シリアス「誇らしきご主人様、シリアスに話とは…。」
指揮官「その前に。」ガチャ
執務室の扉を開け、外に誰もいない事を確認。そしてユニオン製の軍用探知機で盗聴器やカメラが無い事を確認した。
指揮官「…よし、じゃあ始めようか。」
シリアス「…此処まで厳重にされるという事は、極秘ですね。」
指揮官「察しが良くて助かるよ。君に頼みたい事は一つ。この手紙をベルにバレないようにクイーンに届けて欲しい。」スッ
シリアス「メイド長に…?何故…。」
指揮官「後で分かる。念を押して言っておくが、ベルファストにバレないって事は他人に見られてそれが本人に伝わるってのもアウトだ。」
シリアス「分かりました。」
シリアスが手紙を懐に仕舞う……え、あのメイド服での懐は何処かって?聞くな。
指揮官「頼んだ。クイーンから返答が来た場合も同様にベルファストにバレないように頼む。」
シリアス「そちらも了解致しました。それでは、失礼します。」ガチャ
シリアスが退室する。これで良し。
〜翌日 中庭〜
ラフィーII「んん…。」ギュッ
ジャベリン改「うへぇ…。」ギュッ
指揮官「……。」
書類が午前中に終わり、暇過ぎて結局中庭に来てしまった。
指揮官「…ん〜。」
ラフィーII「ん…指揮官、寝れない?」
指揮官「まあね。」
ラフィーII「リラックスは大事。今は寝る時…。」ギュッ
指揮官「簡単に言うなよ…。

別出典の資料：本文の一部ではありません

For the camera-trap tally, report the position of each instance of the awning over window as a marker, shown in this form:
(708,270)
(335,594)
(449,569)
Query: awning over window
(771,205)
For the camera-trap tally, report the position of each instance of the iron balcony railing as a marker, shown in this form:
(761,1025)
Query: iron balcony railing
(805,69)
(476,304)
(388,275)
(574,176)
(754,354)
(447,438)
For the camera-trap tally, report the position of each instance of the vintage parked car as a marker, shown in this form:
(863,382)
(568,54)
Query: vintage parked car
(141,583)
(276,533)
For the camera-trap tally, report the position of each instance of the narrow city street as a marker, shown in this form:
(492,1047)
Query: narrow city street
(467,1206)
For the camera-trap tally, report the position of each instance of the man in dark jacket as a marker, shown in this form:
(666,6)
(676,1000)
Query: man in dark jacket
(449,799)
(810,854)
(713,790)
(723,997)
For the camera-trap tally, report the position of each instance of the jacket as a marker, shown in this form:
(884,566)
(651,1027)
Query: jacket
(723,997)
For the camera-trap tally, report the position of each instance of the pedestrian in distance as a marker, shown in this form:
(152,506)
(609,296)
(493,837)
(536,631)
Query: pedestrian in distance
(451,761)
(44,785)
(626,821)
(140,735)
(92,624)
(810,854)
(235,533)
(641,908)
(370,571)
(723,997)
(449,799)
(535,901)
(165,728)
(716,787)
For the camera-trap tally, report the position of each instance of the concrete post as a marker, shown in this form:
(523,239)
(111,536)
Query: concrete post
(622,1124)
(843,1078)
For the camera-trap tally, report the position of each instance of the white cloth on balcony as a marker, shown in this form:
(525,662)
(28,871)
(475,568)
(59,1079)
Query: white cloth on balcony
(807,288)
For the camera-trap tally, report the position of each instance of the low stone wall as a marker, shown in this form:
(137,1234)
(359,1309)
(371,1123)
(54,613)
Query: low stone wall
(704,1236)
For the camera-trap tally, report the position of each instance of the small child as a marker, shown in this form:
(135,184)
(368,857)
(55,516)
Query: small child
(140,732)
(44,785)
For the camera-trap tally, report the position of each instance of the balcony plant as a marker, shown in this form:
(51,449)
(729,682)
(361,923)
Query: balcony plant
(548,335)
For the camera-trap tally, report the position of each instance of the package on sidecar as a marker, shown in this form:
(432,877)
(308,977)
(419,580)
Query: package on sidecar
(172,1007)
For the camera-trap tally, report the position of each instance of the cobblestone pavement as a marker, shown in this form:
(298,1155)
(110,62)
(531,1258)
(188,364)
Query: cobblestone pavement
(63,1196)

」
負けたら大統領にされちゃうんだぞ。
ジャベリン改「…あ、指揮官。」パチッ
指揮官「あ、起こしちゃった?」
ジャベリン改「大丈夫です…指揮官は寝れないんですか?」
指揮官「まあね。」
ジャベリン改「今度の演習、私達にもできる事があったら教えてください。私、指揮官の為なら大丈夫です!」
ラフィーII「私も…雷撃はケッコン艦の綾波には勝てないけど、回避なら自信ある…。」
綾波は一応穏健派だ。一応と付けたのは急進派のKANSEN達との交流もあるから。急進派と穏健派でピリピリしているのは大型艦だけらしく、軽巡、駆逐艦などは正直区別がないらしい。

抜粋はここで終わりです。